"Floating" object on a windows desktop?

Hi

I was wondering if it were possible for a desktop application I am writing to display a 3D model “floating” within the desktop … in other words, the window to which jmonkey would be rendering would be a transparent window, and instead of rendering a blank (i.e. by default black) background, anything not part of the model would be rendered with alpha = 0. The app is a Swing app (Swing now supports transparent windows), though if some non-swing window were the only solution that should probably work fine too. It would have to be possible to capture mouse events within the window so that the model (in fact, its window) could be dragged around.

Thanks
Barney

I may be wrong, but chances are that you have to use render to texture, then extract that texture from GPU and then put it on window canwas using winapi.

I’m assuming you mean an “Always on top” window? Meaning no matter what it will be on top of other windows?

Does this have to be JME? You say it’s a Swing App, so this means you would have to rewrite it in JME unless there’s a Swing to JME converter somewhere… I just looked up “Swing 3D” and I thought swing was just 2D (maybe a 3rd-party library?), so I’m curious if this is already in 3D?

JavaFX, I’m pretty sure, has fixed their issue with “AlwaysOnTop” and it should work.

This issue had been going on FOR YEARS, until some people started getting angry about it, and it finally got done at some point I believe fully.

I had created a clock for myself that was always on top, with some functionality. It also was transparent with a cool image.

Also, since it’s already made in Swing, you should be able to convert it directly to JavaFX(if it’s 2D, Idk about 3D stuff with Swing).

You can create and do some nice 3D stuff in JavaFX, but not sure what it’s limits are.

I figured I would mention this, but @prog’s answer is interesting too :smile:

https://docs.oracle.com/javase/8/javafx/api/javafx/stage/Stage.html

setAlwaysOnTop

public final void setAlwaysOnTop(boolean value)

Sets the value of the property alwaysOnTop.
Property description:
Defines whether this Stage is kept on top of other windows.
If some other window is already always-on-top then the relative order between these windows is unspecified (depends on platform).

There are differences in behavior between applications if a security manager is present. Applications with permissions are allowed to set “always on top” flag on a Stage. In applications without the proper permissions, an attempt to set the flag will be ignored and the property value will be restored to “false”.

The property is read only because it can be changed externally by the underlying platform and therefore must not be bindable.

Default value:
false
Since:
JavaFX 8u20

Hi.

Sorry, perhaps I should have been more explicit.

It’s already a “Swing-with-JME” app, currently the JME 3D content sits
within an LwjglCanvas (standard JME class which encapsulates a
java.awt.Canvas, mapped from a native GL canvas).

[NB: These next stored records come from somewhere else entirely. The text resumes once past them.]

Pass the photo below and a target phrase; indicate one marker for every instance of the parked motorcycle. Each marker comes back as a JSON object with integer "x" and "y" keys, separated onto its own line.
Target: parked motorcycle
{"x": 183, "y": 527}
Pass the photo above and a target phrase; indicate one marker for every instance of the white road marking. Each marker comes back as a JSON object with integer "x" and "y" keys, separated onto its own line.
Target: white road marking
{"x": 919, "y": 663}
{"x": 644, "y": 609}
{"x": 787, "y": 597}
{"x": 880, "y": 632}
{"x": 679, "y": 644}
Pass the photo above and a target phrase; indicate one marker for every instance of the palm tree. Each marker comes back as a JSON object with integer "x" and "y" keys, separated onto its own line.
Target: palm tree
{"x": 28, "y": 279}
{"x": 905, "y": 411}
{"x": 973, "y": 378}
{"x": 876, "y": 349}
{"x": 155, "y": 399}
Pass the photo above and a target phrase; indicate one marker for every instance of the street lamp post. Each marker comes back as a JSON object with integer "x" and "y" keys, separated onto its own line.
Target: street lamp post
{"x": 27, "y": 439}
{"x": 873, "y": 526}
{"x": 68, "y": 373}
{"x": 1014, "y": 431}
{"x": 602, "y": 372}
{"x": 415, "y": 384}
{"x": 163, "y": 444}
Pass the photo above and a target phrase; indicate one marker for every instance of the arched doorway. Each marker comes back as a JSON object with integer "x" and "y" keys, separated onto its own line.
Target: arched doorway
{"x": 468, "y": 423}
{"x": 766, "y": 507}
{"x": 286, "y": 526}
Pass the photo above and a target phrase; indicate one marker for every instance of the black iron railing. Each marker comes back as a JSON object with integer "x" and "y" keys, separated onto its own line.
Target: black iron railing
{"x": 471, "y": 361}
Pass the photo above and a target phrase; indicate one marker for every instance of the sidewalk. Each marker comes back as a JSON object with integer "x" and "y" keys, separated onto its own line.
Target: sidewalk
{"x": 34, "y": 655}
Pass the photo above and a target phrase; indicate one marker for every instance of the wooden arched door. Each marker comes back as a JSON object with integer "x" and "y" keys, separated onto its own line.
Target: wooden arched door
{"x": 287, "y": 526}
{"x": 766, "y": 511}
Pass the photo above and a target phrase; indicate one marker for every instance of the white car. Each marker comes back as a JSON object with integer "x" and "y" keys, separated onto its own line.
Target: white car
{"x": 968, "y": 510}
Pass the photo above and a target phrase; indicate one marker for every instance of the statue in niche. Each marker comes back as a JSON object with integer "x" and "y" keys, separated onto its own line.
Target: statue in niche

The problem I have is in making the scene render to the LwjglCanvas in
such a way that the Canvas.paint() method paints nothing for pixels
which are not displaying part of the model.

What it does now is paint a scene background colour (defaults to black)
for pixels not displaying part of the model, and I couldn’t see any way
to change this or somehow set the scene background to “alpha = 0”.

I have no problems whatever with making swing windows transparent and
always-on-top, the problem is in trying to make LwjglCanvas work in such
a way that the (non-existent) scene background is not painted.

Thanks
Barney

That’s why I say about “render to texture and paint on non-GL canvas”.

If I remember correctly then OpenGL fills the buffer with the background color always. But maybe you can skip this part (you’d need a 32 bit instead of 24 bit render target of course - if it is possible in any way) - I don’t know now.

About the render-to-texture I’m not sure how to get alpha rendered correctly to the texture - maybe you need another buffer target that will receive the “opacity” / “transparency” value and then combine the texture and the buffer. But maybe you can simply render alpha - I don’t know now.

@Momoko_Fan is said to be the graphics specialist of the jME core dev team. Maybe Momoko_Fan knows this?

Alpha is rendered to the buffer already. It used to be a problem when saving screen shots, in fact, because the alpha was getting saved, too. It made the PNG’s look funny when you had semi-transparent stuff.

I think as long as you fill the backgound with alpha=0 then you should be able to keep background transparency.

Edit: actually thinking more about this, I’m 99.9999% sure that’s what I did when rendering my tree atlases in the SimArboreal editor.

It seems that jME3 doesn’t actually pass alpha bits to the canvas, so the driver may choose a pixel format that doesn’t support alpha, i.e. a 24 bits per pixel format.
If that code was modified to set alpha bits properly, and the viewport clear color was set to BlackNoAlpha, you should be able to acheieve what you’re looking for.